To further reinforce its governance, the company announced that it would also be setting up a risk committee to oversee supply chain monitoring and compliance. Boohoo has also linked its £150m bonus scheme to improvements in the factories it uses, with the board being given the power to reduce the pay of 15 key managers depending on the success of the new Action for Change initiative.
Can Boohoo’s strong financial performance continue?
Putting to one side the supply chain issues, the last 12 months saw the business increase the number of active customers to 18m, a rise of 28%, as well as post a 41% boost in revenues to £1.75bn. This translated into a 35% increase in profit before tax to £124.7m.
As we look towards Q1, Boohoo’s guidance was a lot more cautious back in May with revenue growth expected to slow to 25%, below market expectations. The company also splashed out on former Arcadia brands, with a £25.2m purchase of Dorothy Perkins, Wallis and Burton. These newly acquired brands are expected to deliver about 5% of the predicted growth.

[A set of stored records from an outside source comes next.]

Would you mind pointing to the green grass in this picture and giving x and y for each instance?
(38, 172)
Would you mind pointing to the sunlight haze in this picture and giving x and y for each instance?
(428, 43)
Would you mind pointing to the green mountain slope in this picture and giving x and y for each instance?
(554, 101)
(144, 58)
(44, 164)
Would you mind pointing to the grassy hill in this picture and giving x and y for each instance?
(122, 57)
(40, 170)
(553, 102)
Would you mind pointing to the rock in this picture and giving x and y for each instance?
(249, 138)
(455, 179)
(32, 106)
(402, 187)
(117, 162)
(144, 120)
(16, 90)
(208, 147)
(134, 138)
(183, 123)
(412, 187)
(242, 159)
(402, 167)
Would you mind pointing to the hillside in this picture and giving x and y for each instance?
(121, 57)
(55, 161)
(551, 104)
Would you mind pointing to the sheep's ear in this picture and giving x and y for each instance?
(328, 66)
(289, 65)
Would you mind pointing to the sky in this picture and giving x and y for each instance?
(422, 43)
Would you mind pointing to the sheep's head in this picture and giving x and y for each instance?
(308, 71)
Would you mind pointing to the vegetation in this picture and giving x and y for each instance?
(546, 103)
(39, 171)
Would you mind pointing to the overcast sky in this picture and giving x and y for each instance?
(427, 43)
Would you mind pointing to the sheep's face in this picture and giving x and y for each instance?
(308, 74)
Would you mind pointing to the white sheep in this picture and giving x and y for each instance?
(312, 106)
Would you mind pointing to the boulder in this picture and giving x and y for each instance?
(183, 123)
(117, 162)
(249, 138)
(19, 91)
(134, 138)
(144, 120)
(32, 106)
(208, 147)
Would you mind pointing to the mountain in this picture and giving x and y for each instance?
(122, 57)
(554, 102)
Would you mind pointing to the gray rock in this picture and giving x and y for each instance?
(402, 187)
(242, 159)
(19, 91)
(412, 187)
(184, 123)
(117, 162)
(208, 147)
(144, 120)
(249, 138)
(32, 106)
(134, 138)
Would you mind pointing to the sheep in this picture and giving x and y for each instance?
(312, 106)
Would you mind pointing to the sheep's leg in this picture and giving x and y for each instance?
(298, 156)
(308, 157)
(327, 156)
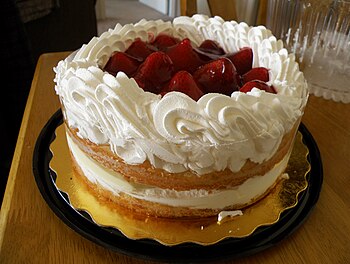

This lowball number may well have been a way to temper expectations for shareholders ahead of the UK economy reopening. As lockdown restrictions are gradually lifted, fewer people will rely on online retailers for their fashion fix, and a return to the high street might impact Boohoo’s numbers.
Despite the success of the business, the Boohoo share price is still way below its pre-scandal highs of over 410p, currently sitting at around 320p. Will the latest results lead to an upturn? Find out as Boohoo releases its Q1 results on Tuesday 15 June at 7am.